2009/10/9 Charles R Harris <charlesr.harris at gmail.com>:
>
> I'm thinking that instead of a wrapper class what we want is essentially a
> class template replicated with different values for, i.e., multiplication,
> division, etc. One way to do that in python is with a class factory. For
> example
>

I see that this is possible, but I'm not sure I see why it's a good idea.
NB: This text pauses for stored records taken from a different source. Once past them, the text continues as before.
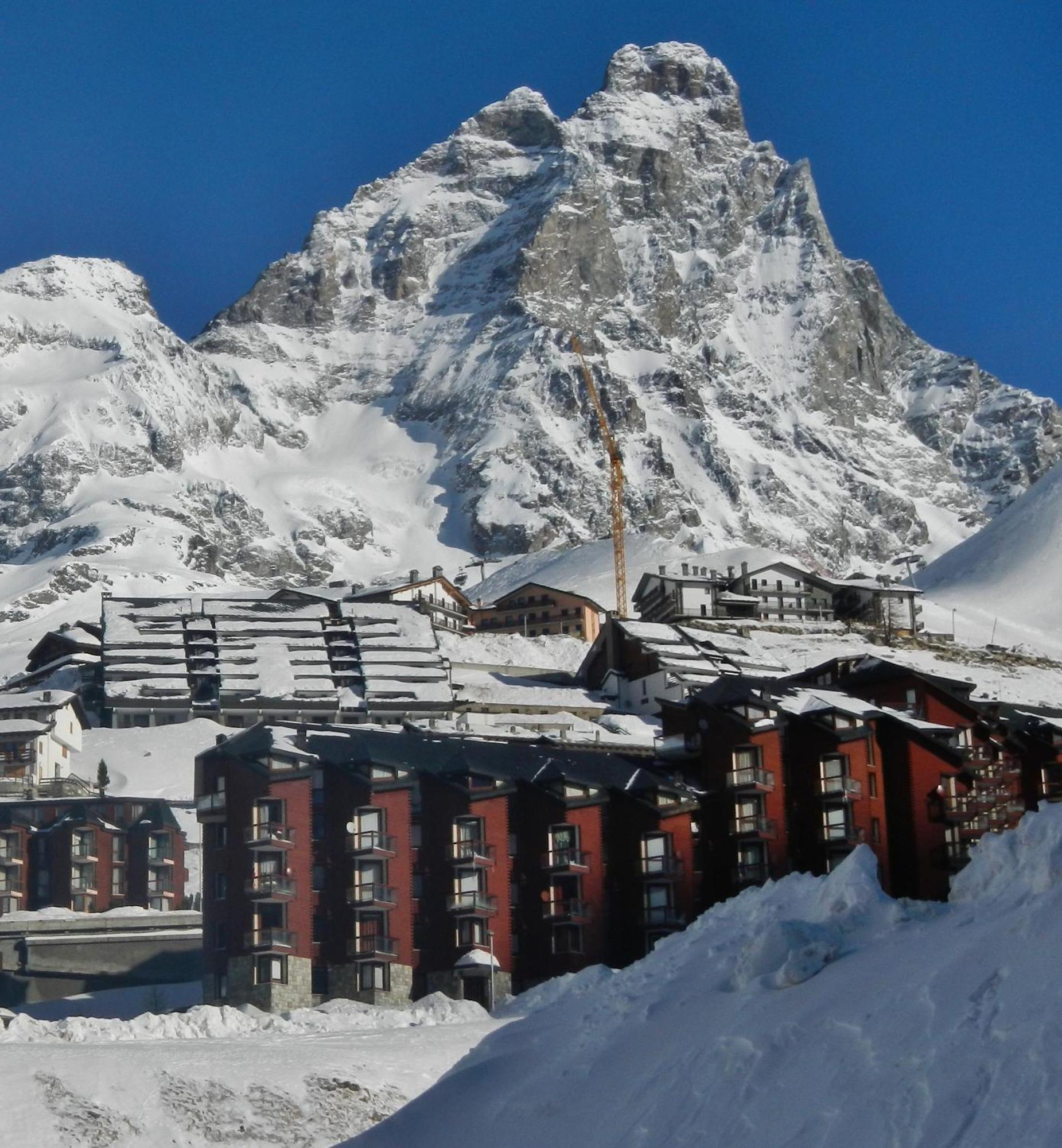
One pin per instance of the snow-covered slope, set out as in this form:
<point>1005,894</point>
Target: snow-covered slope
<point>811,1012</point>
<point>400,392</point>
<point>1009,570</point>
We need basis objects, since even apart from any code, bases can
contain substantial amounts of information. For example, if someone
wants to work with the Lagrange interpolating polynomial on a set of
points, the natural basis is the Lagrange basis on those points, so
the polynomial must remember the list of points. Storing that in every
polynomial is inefficient, not just in terms of space but also because
basis comparisons - necessary for type-safety on every operation -
would have to actually go out and compare all the points.

So every polynomial needs to contain (a reference to) the basis it's
defined on, and there must be a type hierarchy of bases. But if that
type hierarchy exists, why have a hierarchy of polynomials? After all,
the algorithms defined depend on the basis, rather than any feature of
the individual polynomial, and a polynomial is completely defined by
its coefficients and the basis.

If you're concerned that the polynomial class exists without any real
code inside it, well, that's a bit awkward, I agree. But if we have
basis objects and polynomial objects, the code has to go in one or the
other, and it seems more natural to put it in the basis objects. In a
way this is similar to the design of your Chebyshev class - you have a
collection of functions that act on bare coefficient arrays (in my
design they're in a class, in yours they're module functions) and a
wrapper class whose code is only there to provide an easy-to-use
object-oriented interface. And the wrapper class is not completely
trivial - it handles checking basis equality (in principle it could
check compatibility, if that turns out to be useful), scalar
multiplication, and an operator-friendly interface.

In object-oriented buzzword-speak, rather than using (possibly
multiple) inheritance to provide features using an is-a relationship,
I'm using inclusion to provide a has-a relationship. Code reuse
through inheritance will apply at the level of bases, rather than at
the level of individual polynomials.